The meixmp motor object is a low level driver for controlling a single axis. To control a collection of motors the system also provides an meixmp object. It extends the abstract motor container class from Leonardos system and represents a mid-level driver for controlling multiple motors. It spawns a separate thread that runs the actual control code and communicates with the hardware. The meixmp module wraps the MPI Control object. The meixmp module is responsible for creating, destroying, and maintaining the individual meixmp motors in the system. This module also creates and manages an Event Manager object, which as described previously, generates event objects for enabled event sources.
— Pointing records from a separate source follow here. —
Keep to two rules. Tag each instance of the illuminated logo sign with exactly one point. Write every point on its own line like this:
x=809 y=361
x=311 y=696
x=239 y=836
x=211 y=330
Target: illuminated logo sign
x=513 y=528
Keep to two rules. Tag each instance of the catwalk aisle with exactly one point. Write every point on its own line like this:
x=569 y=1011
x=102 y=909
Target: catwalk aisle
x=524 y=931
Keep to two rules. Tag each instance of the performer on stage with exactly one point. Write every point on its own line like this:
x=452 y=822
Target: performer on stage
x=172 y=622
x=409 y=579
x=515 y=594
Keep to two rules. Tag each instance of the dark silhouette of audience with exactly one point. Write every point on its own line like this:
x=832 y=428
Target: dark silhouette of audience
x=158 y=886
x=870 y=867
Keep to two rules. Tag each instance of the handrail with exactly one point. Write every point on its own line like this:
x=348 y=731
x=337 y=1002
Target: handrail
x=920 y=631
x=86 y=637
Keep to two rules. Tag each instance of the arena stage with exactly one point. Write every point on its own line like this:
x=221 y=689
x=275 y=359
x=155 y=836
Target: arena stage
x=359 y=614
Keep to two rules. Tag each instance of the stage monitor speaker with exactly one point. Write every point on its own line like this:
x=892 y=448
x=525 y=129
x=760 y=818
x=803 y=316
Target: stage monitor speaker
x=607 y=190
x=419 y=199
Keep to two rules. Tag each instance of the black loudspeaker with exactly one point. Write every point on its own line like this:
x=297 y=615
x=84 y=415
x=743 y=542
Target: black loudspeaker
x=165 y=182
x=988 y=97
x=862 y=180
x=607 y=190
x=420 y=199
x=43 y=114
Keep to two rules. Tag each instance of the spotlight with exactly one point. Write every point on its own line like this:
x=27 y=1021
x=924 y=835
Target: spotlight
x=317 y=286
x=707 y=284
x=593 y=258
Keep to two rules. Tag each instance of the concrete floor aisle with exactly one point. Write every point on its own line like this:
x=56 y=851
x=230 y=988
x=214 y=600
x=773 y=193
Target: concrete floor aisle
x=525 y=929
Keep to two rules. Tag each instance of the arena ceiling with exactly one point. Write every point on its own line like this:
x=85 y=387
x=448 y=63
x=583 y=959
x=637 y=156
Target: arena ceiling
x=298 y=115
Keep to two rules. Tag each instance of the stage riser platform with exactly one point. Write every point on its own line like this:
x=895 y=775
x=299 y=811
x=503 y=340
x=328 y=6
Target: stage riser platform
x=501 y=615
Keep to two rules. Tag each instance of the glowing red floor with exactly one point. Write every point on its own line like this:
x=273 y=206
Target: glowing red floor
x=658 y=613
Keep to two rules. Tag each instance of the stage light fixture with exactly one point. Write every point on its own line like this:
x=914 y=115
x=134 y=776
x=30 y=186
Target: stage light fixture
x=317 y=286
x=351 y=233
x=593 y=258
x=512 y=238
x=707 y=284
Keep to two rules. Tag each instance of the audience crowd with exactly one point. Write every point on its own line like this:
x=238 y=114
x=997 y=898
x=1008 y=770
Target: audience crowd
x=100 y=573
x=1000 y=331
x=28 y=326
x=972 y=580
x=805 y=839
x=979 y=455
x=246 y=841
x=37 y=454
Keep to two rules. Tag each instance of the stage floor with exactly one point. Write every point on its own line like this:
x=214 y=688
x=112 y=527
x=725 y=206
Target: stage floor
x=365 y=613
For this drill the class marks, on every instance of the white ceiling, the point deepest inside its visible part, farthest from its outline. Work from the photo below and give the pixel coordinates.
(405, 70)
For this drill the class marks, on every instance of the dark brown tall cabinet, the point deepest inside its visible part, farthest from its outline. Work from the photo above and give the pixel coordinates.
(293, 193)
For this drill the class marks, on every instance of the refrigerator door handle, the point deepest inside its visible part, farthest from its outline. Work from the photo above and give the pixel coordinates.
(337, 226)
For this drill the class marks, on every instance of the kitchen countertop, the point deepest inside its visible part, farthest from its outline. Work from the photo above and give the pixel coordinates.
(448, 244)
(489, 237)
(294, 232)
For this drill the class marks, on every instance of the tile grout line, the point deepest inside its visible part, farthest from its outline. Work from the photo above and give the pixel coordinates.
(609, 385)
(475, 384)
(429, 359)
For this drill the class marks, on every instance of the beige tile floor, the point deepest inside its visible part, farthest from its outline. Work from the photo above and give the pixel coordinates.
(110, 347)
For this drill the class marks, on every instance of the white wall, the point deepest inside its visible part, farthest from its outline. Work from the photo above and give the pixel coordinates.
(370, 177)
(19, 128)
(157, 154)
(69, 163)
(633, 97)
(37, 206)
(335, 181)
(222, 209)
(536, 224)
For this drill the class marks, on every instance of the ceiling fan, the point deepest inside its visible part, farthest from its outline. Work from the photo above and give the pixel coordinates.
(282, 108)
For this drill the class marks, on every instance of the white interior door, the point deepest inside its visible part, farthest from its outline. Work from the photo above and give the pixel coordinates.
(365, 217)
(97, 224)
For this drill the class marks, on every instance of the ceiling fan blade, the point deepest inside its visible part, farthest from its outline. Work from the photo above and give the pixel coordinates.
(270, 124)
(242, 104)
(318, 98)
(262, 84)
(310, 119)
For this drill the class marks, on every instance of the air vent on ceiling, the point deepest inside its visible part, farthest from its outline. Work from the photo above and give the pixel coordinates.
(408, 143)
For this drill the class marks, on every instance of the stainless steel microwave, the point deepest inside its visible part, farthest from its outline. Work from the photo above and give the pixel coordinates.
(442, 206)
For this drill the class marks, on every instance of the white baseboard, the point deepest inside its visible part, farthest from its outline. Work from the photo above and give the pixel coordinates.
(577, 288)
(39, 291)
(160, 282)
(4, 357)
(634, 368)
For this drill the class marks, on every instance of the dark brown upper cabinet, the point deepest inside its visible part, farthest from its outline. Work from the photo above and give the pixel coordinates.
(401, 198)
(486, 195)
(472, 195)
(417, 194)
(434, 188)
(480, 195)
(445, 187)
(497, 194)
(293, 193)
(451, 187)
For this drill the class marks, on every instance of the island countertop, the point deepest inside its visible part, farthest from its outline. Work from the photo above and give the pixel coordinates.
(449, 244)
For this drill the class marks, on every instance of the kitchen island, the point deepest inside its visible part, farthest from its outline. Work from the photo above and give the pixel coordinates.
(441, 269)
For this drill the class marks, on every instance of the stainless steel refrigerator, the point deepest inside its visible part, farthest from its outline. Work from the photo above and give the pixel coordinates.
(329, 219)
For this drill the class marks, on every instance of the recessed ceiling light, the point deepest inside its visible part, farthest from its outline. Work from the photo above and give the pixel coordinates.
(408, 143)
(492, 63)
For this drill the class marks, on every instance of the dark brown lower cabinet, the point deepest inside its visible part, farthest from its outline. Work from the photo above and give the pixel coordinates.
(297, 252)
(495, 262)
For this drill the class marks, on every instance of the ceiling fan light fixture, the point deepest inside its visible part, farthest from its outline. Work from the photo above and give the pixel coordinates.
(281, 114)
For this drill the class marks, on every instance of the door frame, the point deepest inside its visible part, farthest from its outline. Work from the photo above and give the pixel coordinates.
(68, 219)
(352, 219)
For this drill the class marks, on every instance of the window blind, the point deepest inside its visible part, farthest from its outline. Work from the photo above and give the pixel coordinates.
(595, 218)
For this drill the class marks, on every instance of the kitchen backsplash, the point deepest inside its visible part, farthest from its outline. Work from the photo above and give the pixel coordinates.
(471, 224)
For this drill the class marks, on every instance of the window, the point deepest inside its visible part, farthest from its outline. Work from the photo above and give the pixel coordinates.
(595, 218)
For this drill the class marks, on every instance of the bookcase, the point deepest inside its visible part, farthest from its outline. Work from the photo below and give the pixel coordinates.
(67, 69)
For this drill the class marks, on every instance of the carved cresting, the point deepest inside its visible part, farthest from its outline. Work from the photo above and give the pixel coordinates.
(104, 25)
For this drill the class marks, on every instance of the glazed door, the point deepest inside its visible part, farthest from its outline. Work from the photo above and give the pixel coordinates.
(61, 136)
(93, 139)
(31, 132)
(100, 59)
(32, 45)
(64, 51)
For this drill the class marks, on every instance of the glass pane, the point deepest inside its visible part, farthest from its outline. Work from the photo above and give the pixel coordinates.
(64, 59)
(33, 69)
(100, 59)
When the meixmp module starts up, it loads the appropriate configuration file and creates all the meixmp motor objects as specified. Once all of the meixmp motor objects have been created, the module enters its auto calibration phase where it discovers the limits of each motor and moves them to their origins. The details of this auto calibration phase are described in the next section. After auto calibration, the module spawns a main thread of execution. In the main thread, the meixmp module continually polls the event manager and motors for critical error events such as limit and position errors. It also tries to move the motors to their target positions. Actual movement commands for the motors, on the high level, are sent by the behavior system via IRCP. On the low level they are handled by callbacks. The main thread also waits for a termination signal after which it disables all of the motors it controls and terminates. A listing of the more important methods in meixmp is shown in Table 3.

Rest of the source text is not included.